Several studies have evaluated the performance of imaging characteristics in differentiating cHCC-CCA and HCC in recent years [15, 18, 31, 38, 39]. The model developed in this study, which combined CECT features and CA 19-9 levels to distinguish cHCC-CCA, was put into a visual form as a nomogram and demonstrated a remarkable sensitivity of 93.3%, showing better performance than previous ones (ranging from 40 to 73.8% [15, 18, 38]. We hope that our findings can offer valuable guidance in two aspects. First, the remarkably high sensitivity for cHCC-CCA could effectively diagnose lesions that do not support a definite diagnosis of HCC, which might improve the diagnostic specificity of HCC in routine clinical practice. In addition, the CECT-predominant model exhibited a low specificity of 63.3%, which could lead to misdiagnosis or underdiagnosis of a higher number of HCC cases, which would limit the therapeutic options for HCC (e.g., liver transplantation). Given this, adding CEUS to CECT could improve the overall diagnostic accuracy, especially for lesions less than 5 cm.
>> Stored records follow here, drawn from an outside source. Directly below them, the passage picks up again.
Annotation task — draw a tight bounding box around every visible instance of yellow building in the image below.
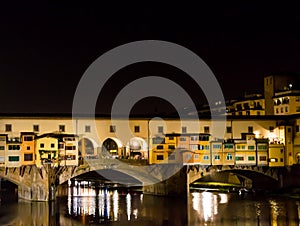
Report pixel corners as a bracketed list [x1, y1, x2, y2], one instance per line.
[5, 137, 22, 167]
[21, 132, 35, 166]
[234, 133, 257, 165]
[268, 144, 284, 167]
[35, 134, 58, 167]
[211, 140, 223, 165]
[222, 139, 235, 166]
[56, 134, 78, 166]
[0, 134, 7, 167]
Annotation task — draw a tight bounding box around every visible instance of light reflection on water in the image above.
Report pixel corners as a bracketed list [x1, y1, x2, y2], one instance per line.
[0, 182, 300, 226]
[188, 192, 300, 226]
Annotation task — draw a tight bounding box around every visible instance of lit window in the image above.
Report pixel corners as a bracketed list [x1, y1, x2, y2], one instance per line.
[203, 155, 209, 160]
[5, 124, 12, 132]
[134, 126, 140, 133]
[226, 153, 232, 160]
[157, 126, 164, 133]
[226, 126, 232, 133]
[204, 126, 209, 133]
[248, 156, 255, 161]
[33, 125, 40, 132]
[156, 155, 164, 160]
[248, 126, 253, 133]
[84, 125, 91, 133]
[8, 156, 20, 162]
[235, 156, 244, 161]
[215, 155, 220, 160]
[109, 125, 116, 133]
[58, 125, 65, 132]
[24, 154, 33, 161]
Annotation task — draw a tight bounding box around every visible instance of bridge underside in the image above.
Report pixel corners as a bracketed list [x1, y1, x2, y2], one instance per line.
[67, 169, 143, 186]
[187, 166, 287, 189]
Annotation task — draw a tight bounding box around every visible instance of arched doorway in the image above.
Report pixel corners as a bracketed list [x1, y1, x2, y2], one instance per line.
[78, 138, 97, 158]
[102, 137, 126, 158]
[127, 137, 148, 159]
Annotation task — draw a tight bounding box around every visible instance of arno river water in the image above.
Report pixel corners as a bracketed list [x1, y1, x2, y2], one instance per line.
[0, 181, 300, 226]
Some limitations of this study should be mentioned. First, there was an unavoidable selection bias due to the single-center retrospective nature of the study, although we used PSM to lessen this bias. Second, no validation data were available to test and refine our models due to the limited size of the cHCC-CCA population. Third, we did not include ICC patients in this differential diagnostic study due to the limited number of ICC patients with HCC risk factors. Finally, the results of this study were based on a case-control design rather than a cohort design, which might not reflect real-world clinical epidemiological conditions. Therefore, large-scale multicenter studies are warranted to validate our findings.

Conclusions

The CECT-predominant model provides higher diagnostic sensitivity compared to the CEUS-predominant model for cHCC-CCA. Combining the CECT features with serum CA 19-9 > 100 U/mL showed excellent diagnostic sensitivity in differentiating cHCC-CCA from HCC, while the CEUS features could enhance diagnostic specificity, especially in the ≤ 5 cm subgroup.